# Glasgow scientists create single-pixel camera for 3D images



## Menace (May 17, 2013)

Came across this interesting article on BBC online news service. Here is a quote from one of the lead authors, 

"It might seem a bit counter-intuitive to think that more information can be captured from a detector which uses just a single pixel rather than the multi-megapixel detectors found in conventional digital cameras ..."

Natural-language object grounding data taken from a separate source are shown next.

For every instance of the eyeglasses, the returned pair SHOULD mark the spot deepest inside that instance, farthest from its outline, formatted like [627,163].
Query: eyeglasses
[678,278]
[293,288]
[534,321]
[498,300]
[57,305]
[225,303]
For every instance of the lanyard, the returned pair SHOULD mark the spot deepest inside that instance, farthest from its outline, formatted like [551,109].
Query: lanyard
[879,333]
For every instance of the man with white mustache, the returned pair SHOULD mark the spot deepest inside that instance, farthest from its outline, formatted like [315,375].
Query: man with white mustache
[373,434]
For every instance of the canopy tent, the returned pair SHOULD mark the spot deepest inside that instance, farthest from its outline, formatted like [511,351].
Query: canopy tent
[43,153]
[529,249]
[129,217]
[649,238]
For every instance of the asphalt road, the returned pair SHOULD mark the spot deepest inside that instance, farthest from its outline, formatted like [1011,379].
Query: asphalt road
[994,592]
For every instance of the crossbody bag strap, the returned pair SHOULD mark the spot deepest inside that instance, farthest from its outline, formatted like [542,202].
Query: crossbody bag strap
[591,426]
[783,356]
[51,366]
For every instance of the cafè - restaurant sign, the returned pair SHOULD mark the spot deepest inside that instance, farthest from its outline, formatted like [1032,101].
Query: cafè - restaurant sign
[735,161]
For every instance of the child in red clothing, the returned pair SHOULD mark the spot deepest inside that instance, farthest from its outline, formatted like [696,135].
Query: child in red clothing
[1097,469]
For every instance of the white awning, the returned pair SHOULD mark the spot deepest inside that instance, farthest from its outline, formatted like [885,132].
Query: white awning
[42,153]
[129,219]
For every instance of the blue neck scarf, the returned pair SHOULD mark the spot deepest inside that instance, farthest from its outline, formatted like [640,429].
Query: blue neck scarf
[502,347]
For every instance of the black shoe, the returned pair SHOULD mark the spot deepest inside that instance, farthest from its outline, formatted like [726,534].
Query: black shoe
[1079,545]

Here is the link to the article:
http://www.bbc.co.uk/news/uk-scotland-22556172

Cheers


----------



## dlleno (May 17, 2013)

thats it! the big surprise from Canon is a single-pixel camera named the 3D


----------



## brad-man (May 17, 2013)

dlleno said:


> thats it! the big surprise from Canon is a single-pixel camera named the 3D



;D Will it also have a single pixel EVF?


----------



## Menace (May 17, 2013)

I think Canon will charge $8,000 for a 3D camera - even if it only has ONE pixel!


----------



## serendipidy (May 18, 2013)

I'm waiting for the 3Dv2...rumor has it that it will be 2 pixels, but at twice the price. ;D


----------



## adhocphotographer (May 22, 2013)

innovation... i like it!


----------



## Click (May 22, 2013)

Very interesting, thanks for the link.


----------



## RGF (Jun 2, 2013)

interesting but strange. Not sure the article accurately reported all the details


----------